Et c’est Abe qui, dans un discours de clôture devant le Comité international olympique avant le vote à Buenos Aires, a rassuré les membres que la catastrophe nucléaire de Fukushima – qui s’est produite en 2011 – était « sous contrôle ».
Cependant, ce n’était pas le cas. Cette région du nord-est du Japon se bat toujours pour se remettre, même dix ans après la tragédie. De nombreux habitants de la région estiment que les Jeux olympiques ont nui à la reprise, au lieu de l’accélérer.
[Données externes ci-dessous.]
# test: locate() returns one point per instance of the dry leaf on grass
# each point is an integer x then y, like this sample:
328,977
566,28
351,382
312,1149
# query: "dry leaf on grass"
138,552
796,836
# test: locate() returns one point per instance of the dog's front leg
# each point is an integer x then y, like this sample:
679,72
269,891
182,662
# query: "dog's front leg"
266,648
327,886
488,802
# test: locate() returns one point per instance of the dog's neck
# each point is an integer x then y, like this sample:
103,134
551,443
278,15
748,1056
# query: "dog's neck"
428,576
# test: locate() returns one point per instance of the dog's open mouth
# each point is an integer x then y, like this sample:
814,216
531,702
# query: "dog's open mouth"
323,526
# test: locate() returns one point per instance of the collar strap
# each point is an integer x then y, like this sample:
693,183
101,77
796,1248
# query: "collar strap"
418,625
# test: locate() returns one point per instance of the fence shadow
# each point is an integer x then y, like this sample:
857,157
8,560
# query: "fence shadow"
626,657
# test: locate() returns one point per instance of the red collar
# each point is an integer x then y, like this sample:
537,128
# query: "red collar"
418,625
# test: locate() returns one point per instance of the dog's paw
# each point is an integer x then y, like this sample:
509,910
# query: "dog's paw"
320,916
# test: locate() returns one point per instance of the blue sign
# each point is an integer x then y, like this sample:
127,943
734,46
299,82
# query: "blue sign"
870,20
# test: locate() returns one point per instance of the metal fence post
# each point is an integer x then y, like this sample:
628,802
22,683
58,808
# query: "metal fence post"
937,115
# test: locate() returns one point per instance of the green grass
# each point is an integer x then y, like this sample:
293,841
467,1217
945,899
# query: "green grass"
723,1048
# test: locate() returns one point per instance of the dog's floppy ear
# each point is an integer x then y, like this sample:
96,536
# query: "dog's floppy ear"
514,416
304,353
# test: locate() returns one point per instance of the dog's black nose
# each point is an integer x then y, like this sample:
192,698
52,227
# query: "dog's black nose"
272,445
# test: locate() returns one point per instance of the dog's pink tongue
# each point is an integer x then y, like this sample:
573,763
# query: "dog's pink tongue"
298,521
Tokyo a battu Istanbul 60-36 au dernier tour du vote secret en 2013. Madrid a été éliminée après une égalité initiale avec Istanbul au premier tour de scrutin.
Et c’est Abe et le président du CIO, Thomas Bach, qui ont eu le dernier mot en mars 2020 pour reporter les Jeux face à la recrudescence des décès dus au COVID-19. Bach a déclaré dans une déclaration vendredi que les Jeux reportés ont eu lieu – seulement à cause d’Abe.
« Seules sa vision, sa détermination et sa fiabilité nous ont permis de prendre la décision sans précédent de reporter les Jeux olympiques de Tokyo 2020 », a déclaré M. Bach. Il a ajouté que sans Abe « ces Jeux olympiques n’auraient jamais eu lieu ».
Il a qualifié Abe d' »homme doté d’une vision, plein de détermination et d’une énergie sans limite pour faire de sa vision une réalité. Ce que j’ai le plus apprécié chez lui, c’est qu’il était un homme de parole ».
M. Bach a déclaré que le drapeau olympique au siège du CIO à Lausanne, en Suisse, serait mis en berne pendant trois jours.
Abe était probablement le principal promoteur des Jeux de 2020 à Tokyo, dont il espérait qu’ils rappelleraient que le Japon était toujours une puissance en Asie malgré la montée de la Chine. Mais il a démissionné de son poste, prétextant une mauvaise santé, à la fin du mois d’août 2020, soit un peu moins de 11 mois avant l’ouverture effective des Jeux.
« Je pense que pour lui, le fait de ne pas pouvoir être Premier ministre au moment des Jeux olympiques était quelque peu déchirant », a déclaré David Leheny, politologue à l’Université Waseda du Japon, dans une interview accordée à l’Associated Press. « Il y avait mis tellement de travail, et je pense que pour lui, c’était emblématique de la réémergence du Japon en tant que leader sur la scène mondiale. »
Abe a été remplacé par Yoshihide Suga, qui a supervisé les Jeux olympiques mais a quitté ses fonctions quelques semaines après leur clôture. Suga a été critiqué pour sa gestion de la pandémie.
« Compte tenu de l’importance des Jeux olympiques de Tokyo en 1964 pour de nombreuses personnes, qui ont annoncé l’émergence du Japon après la Seconde Guerre mondiale, je pense que pour Abe, la tenue des Jeux olympiques à Tokyo en 2020 devait être la même chose », a ajouté M. Leheny. « Et il n’a certainement pas hésité à se placer au centre du processus ».